Fraudulent Recruitment Networks

  • 3,925 complaints and 955 FIRs registered
  • Andhra Pradesh, Kerala, Tamil Nadu among states reporting high cases
  • Social media used for overseas job scams

Government Response

  • Acknowledgement of dubious entities
  • Deportations often linked to visa violations, illegal stay, or document irregularities
  • Limited information-sharing from foreign governments except during deportation processes

Author’s Stance

The tone is largely factual and parliamentary in orientation. It focuses on:

  • Government data disclosure
  • Law enforcement action
  • Recruitment fraud dimension

The article avoids overt editorialising, but the framing indirectly highlights systemic vulnerabilities in migration governance and labour protection.


Structural Issues Underlying the Numbers

Push Factors

  • High youth unemployment
  • Aspirational migration culture
  • Skill mismatch domestically

Pull Factors

  • Gulf labour demand
  • Informal recruitment chains
  • Perception of high wages abroad

Intermediary Exploitation

  • Unregulated recruitment agents
  • Social media-driven scams
  • Inadequate awareness of legal migration pathways

Pros and Cons of Government Handling

Pros

  • Parliamentary transparency in sharing data
  • FIRs and complaint registration indicate enforcement response
  • Recognition of recruitment scams

Cons

  • Preventive regulation of agents appears reactive, not systemic
  • Limited bilateral labour monitoring frameworks
  • Inadequate migrant pre-departure counselling in vulnerable states

Policy Implications

Migration Governance Reform
The data underscores the need to strengthen the Emigration Act framework, digital verification of recruitment agencies, and stricter licensing norms.

Labour Diplomacy
India must institutionalise:

  • Labour mobility agreements
  • Social security portability
  • Standardised worker contracts

Data Transparency and Bilateral Cooperation
Foreign governments not sharing full details of illegal stays limits preventive policymaking. Structured information-sharing arrangements are essential.

State-Level Accountability
High complaint concentration in certain states suggests the need for:

  • Migrant resource centres
  • Skill certification alignment with destination-country requirements
  • Stronger policing of recruitment intermediaries

Real-World Impact

  • Economic loss to families due to fraud
  • Social distress and indebtedness
  • Reputational risks for Indian migrant workforce
  • Diplomatic sensitivities in labour-receiving countries

At the macro level, remittances remain a strong pillar of India’s external sector stability. However, irregular migration episodes can destabilise both livelihoods and bilateral trust.


UPSC GS Paper Alignment

GS Paper II – International Relations

  • Labour mobility and diaspora diplomacy
  • Bilateral agreements with Gulf countries
  • Protection of Indian nationals abroad

GS Paper II – Governance

  • Regulation of recruitment agencies
  • Role of MEA and state governments

GS Paper III – Economy

  • Remittances and external sector stability
  • Migration and labour markets

GS Paper I – Indian Society

  • Migration trends
  • Youth aspirations and unemployment

 

Balanced Conclusion and Future Perspective

The deportation of over 1.67 lakh Indians reflects not merely immigration violations but deeper structural issues in labour migration management. While enforcement mechanisms are functioning post-facto, preventive regulation remains inadequate.

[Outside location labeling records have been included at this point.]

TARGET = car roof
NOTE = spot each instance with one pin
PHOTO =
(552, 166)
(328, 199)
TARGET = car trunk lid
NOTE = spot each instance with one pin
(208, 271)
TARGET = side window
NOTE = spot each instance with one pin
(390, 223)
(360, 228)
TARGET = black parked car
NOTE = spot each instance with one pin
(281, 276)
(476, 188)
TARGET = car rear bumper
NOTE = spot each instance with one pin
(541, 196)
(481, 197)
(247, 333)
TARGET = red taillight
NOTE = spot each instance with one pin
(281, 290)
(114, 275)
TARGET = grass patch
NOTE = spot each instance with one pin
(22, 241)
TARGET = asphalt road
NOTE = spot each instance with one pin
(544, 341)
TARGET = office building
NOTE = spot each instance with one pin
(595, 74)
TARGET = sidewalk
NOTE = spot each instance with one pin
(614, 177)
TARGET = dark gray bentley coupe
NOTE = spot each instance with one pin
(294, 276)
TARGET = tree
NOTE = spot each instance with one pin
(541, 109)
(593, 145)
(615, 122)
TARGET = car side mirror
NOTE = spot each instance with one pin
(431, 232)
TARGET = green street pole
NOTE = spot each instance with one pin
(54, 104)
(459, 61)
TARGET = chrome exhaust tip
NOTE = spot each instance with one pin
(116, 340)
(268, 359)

Going forward, India must:

  1. Strengthen legal migration channels and awareness campaigns
  2. Digitally regulate and monitor recruitment agents
  3. Expand labour mobility partnerships
  4. Integrate skill development with global labour demand

Migration will continue to be a vital economic and social phenomenon. The challenge is to transform it from a vulnerability-driven exodus into a regulated, skill-based mobility strategy that protects workers while strengthening India’s global labour footprint.